Candles for the living

Julian Barnes in Bulgaria

Sunday night at the Hotel Bulgaria in central Sofia. Until the next electricity cut arrives, it is cabaret time. A succession of competent, Westernised acts unwind before a small, mute audience who have paid five levs each for the right not to applaud. On come four muscular, blond-rinsed girls, who go through a mixed routine, from rough-hewn disco-dancing to some Isadora Duncan stuff. They are well-drilled, energetic, and a long way from tickling the erotic; there is also something not quite right about them. Then, abruptly, one girl goes up on her left foot and slowly raises her, right leg out sideways. When it reaches nine o’clock, she hoists it with her hand and sweeps it up to the implausible vertical, cocking her foot horizontally across the top of her head.
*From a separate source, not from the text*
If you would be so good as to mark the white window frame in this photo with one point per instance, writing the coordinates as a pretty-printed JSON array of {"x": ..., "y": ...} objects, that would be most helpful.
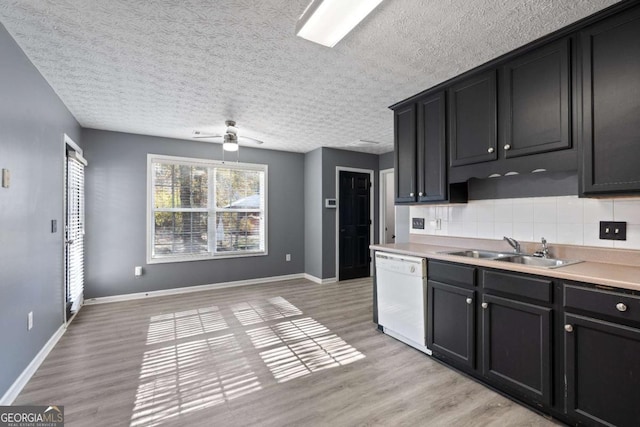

All is suddenly clear: the girls are ex-gymnasts, as they now confirm by ball-juggling, running round with streamers on sticks, and so on. The act ends, the small Bulgarian public exercises its right to be unimpressed, and a Western observer draws an inviting conclusion. Sport is no longer state-coddled in Eastern Europe, so here are four gymnasts, deprived of coaching and steroids, earning their corn as a Sunday night cabaret act – a living demonstration of the switch from communism to capitalism. What sort of progress is this? Hard to tell; but it looks a neat image for the strange and extreme transformation Bulgaria is currently undergoing.